Beginning in March 2017 David Gortner, my faculty colleague, and I began conducting interviews about Thriving in Ministry. Our questions were part of a planning grant process for the Lilly Endowment, Inc. One of the questions was what are the marks of a clergy person who is thriving and thereby supports of vitality of the congregation that she or he serves? Another one of the questions was what are the ways clergy do not thrive? While these are only two of a panel of questions to which 30 church leaders gave their perspectives, themes did emerge. The planning grant lead to an implementation grant which we are launching at VTS: Thriving in Ministry.
Thriving in Ministry serves as a catalyst to bring together groups of clergy for peer learning. The program offers a self assessment for clergy to identify what they want and need to learn leading deeper than a collegial support group. The Thriving program will also train a peer group facilitators to support the learning process of the group, to help identify places of challenge and places of success, to serve as a coordinator to maintain the groups meeting times and gathering, and to bring the group in-depth case studies that will stretch leadership practices. A trained mentors is available to any individual in a group who seeks further support to learn new practices in her or his ministry context.
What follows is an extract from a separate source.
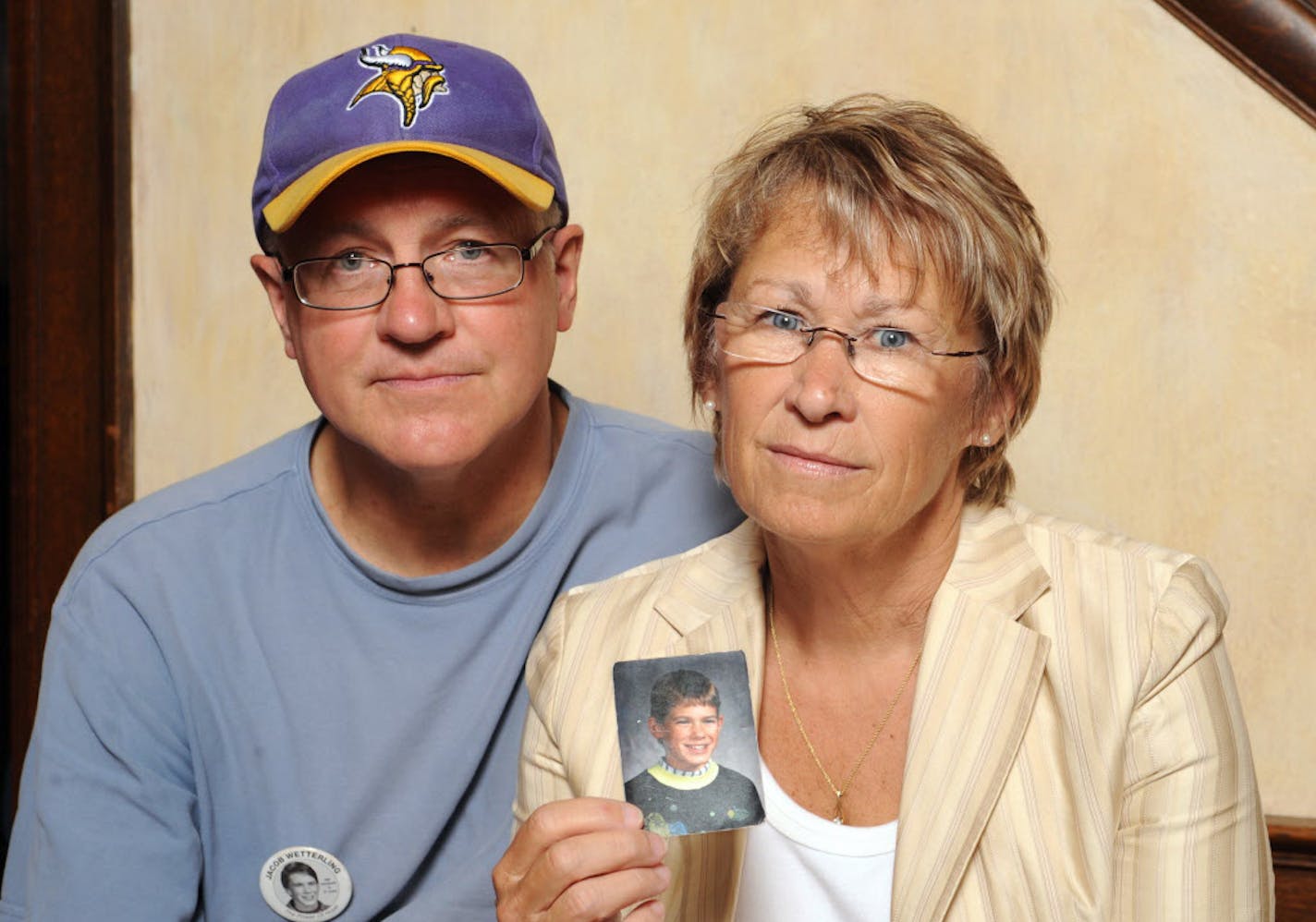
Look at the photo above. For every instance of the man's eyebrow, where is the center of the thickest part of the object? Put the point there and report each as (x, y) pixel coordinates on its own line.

This is a short summary of a program that we on the Thriving Team anticipate will open new paths for clergy to learn deeply with and from one another. You can contact us at email@example.com (David Gortner), firstname.lastname@example.org (Carol Pinkham Oak), or email@example.com (Imani Kane).
If you are wondering what Thriving in Ministry could look like, here are the Marks of Thriving in Ministry we learned from the planning grant:
- Balance of vulnerability and thick skin
- Navigate conflict with courage and direct engagement
- Does the clergy person have conversation and emotional tools for this?
- Deeply grounded spiritual practices that sustain and strengthen them
- Inhabit and trust their own courage to lead their faith communities with clarity of mission
- Discern the context of a congregation.
- Recognize and are not intimidated by the natural dynamics of power and influence in communities
- Freely facilitate shared leadership by inviting lay leaders to be effective team members for the congregation’s vitality
- Sustain and strengthen themselves through networks of support, learning, and accountability
- Know how to ask for help and then apply the suggestions – both hear and heed.
- Show readiness to learn and grow personally as well as spiritually
- Intentionally invite challenge as well as support in conversation with one another and other spiritual leaders
- Proactively seek out ways to learn what they do not know
- Develop skills that they recognizing (or supporters help them recognize) that are lacking
- Share a broader, deeper pastoral identity that extends beyond merely “feeling like a pastor/priest” or only loving the core expected religious functions to a passionate embrace of those charges of pastoral management, leadership, and mission
Clearly these are skills, capacities, and habits that are learned, taught, or caught throughout a life-time of ministry. They become part of our ministries through a continuous, intentional cycle of selection, action, and practice (know as Deliberative Practice). And, these marks of thriving can grow in an environment trust where they can be ‘”caught’ from both peers and guides who mutually assume roles of coach, mentor, instructor, and colleague.